Thank you for submitting your article "A genomic ageing program that reorganises the young adult brain is targeted in schizophrenia and anxiety disorders" for consideration by eLife. Your article has been reviewed by two peer reviewers, and the evaluation has been overseen by a Reviewing Editor and a Senior Editor. The reviewers have opted to remain anonymous.
The reviewers have discussed the reviews with one another and the Reviewing Editor has drafted this decision to help you prepare a revised submission.

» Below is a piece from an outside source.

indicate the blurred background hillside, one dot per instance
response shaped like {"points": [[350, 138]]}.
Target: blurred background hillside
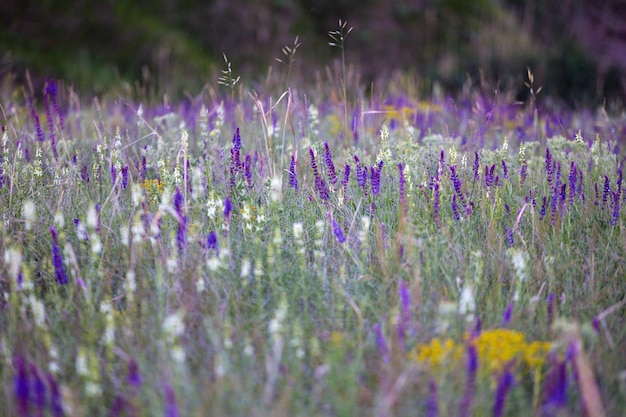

The authors create a new method to quantify transcriptome trajectory turning points (TTTP) and apply this to human BrainCloud dataset and a new mouse brain transcriptome dataset across ages 58-600 days. The authors identify a peak age of TTTP around 25-30 years old, which they link to psychiatric disorders (schizophrenia and autism) and synaptic development. Overall the reviewers felt that this was an ambitious analysis covering a novel and interesting topic (complex brain gene expression trajectories).
1) The text needs attention. The Introduction is long and meandering and would be more accessible if shortened significantly. The authors need to explain what they have done with greater clarity. For example the model the authors propose (subsection “Transcriptome trajectories and schizophrenia” paragraph three) is so vague as to be nearly meaningless.
2) The authors need to explain better which models they used and why. There are several algorithms presented in this work (TTTP, peget, DeGET, AliGET), of which only TTTP is straightforward. It is hard to understand why the authors choose to use one over the other. Some of the models (such as Aliget) include parameters that do not have a clear biological justification and seem somewhat arbitrary. Comparison of units across species is also unclear – is a human "year" equivalent to a mouse "day"?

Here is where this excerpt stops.